Una domenica di sport, natura e adrenalina pura. Il suggestivo scenario di Bosco Selvatico ha ospitato, lo scorso 14 giugno, la sesta tappa del Chicchiribike, organizzata dalla II Academy on the Road.
Questo luogo speciale, completamente immerso nel verde, si è rivelato il teatro perfetto per una prova di XCO (Cross Country Olimpico).
L'organizzazione ha saputo valorizzare al meglio il percorso decisamente tecnico, garantendo tanto divertimento.
I piccoli bikers della categoria Giovanissimi hanno interpretato la gara con lo spirito dei veri campioni. Su un tracciato piuttosto impegnativo, i piccoli atleti hanno certamente dato fondo a tutte le proprie energie, dimostrando però Coraggio nel superare ostacoli naturali e passaggi tecnici complessi, Maturità nel gestire gli imprevisti di gara con grande lucidità e Resilienza rialzandosi dopo le cadute e stringendo i denti senza cedere mai un centimetro.
Tra le tante imprese di giornata, spiccano alcune storie di puro agonismo e determinazione che incarnano al meglio lo spirito di questo sport.
Nota di merito assoluta per Riccardo Sgobba, protagonista di una prova di resilienza eroica: nonostante una curva troppo stretta gli abbia provocato un incontro ravvicinato con un albero, in cui ha rimediato un doloroso colpo al fianco causato dal manubrio, non si è dato per vinto: si è rimesso subito in sella per continuare a lottare. Poco dopo, la sfortuna si è accanita ancora con il salto della catena, ma con una tenacia fuori dal comune ha superato anche questo problema tecnico, riuscendo a tagliare il traguardo tra gli applausi dei presenti.
I podi di giornata hanno visto brillare intensamente i colori del team Sei Sport, capace di monopolizzare l'attenzione in diverse categorie.

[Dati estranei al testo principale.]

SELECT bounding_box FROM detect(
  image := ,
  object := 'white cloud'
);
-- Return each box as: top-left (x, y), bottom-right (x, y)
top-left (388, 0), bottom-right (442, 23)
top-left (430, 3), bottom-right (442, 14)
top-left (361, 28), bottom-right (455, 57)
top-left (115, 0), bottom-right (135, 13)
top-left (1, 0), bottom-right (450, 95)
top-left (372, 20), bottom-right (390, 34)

Tra i risultati più prestigiosi spiccano i podi delle categorie G2 (con Emily Pugliese, Maria Martinelli, Daniel Heijne e Diego Palmisano) e G5 (con Micaela Lacatena, Riccardo Mastronardi, Luca Sportelli e Robert Daprile): uno schieramento eccezionale di atleti Sei Sport sui gradini più alti.
In generale però per molti dei piccoli atleti è stata la giornata degli obiettivi raggiunti, il coronamento di tanto allenamento e sacrificio. Per alcuni, in particolare, è arrivata anche la gioia indimenticabile e la forte emozione del primo podio della carriera.

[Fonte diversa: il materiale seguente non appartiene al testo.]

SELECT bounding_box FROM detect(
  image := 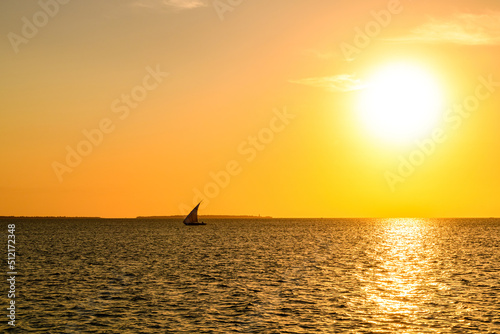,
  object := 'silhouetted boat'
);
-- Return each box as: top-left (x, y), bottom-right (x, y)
top-left (184, 202), bottom-right (207, 225)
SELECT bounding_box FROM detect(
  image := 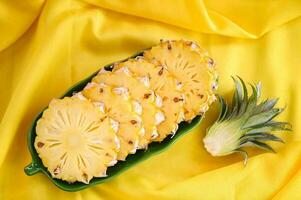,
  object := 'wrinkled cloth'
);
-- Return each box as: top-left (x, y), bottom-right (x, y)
top-left (0, 0), bottom-right (301, 200)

Grandi segnali di crescita arrivano da Andrea Romanazzi. Sebbene gareggi ancora nella categoria promozionale, Andrea sta dando prova di una determinazione fuori dal comune nelle ultime gare, confermata anche oggi tagliando il traguardo per primo. A spingerlo verso questo ennesimo successo c'era un pubblico davvero speciale: i suoi nonni, arrivati a bordo pista per fare un tifo sfrenato ed emozionante per lui.
Splendide anche le favole di tre altri giovanissimi talenti che sono saliti in sella da pochissimi mesi e hanno già bruciato le tappe con una rapidità impressionante. Stiamo parlando di ed Elia De Caro (categoria G1), Diego Palmisano (categoria G2) e Vito Biasi (categoria G3): nonostante la pochissima esperienza alle spalle, hanno conquistato un podio straordinario a testa, regalando una gioia immensa e una grandissima soddisfazione a mamma e papà per questi traguardi così precoci e meritati.
L'essenza della giornata si racchiude perfettamente nelle parole degli organizzatori: «La vera vittoria di oggi non sta solo nelle medaglie, ma nella capacità di questi bambini di non arrendersi mai, divertendosi e crescendo insieme».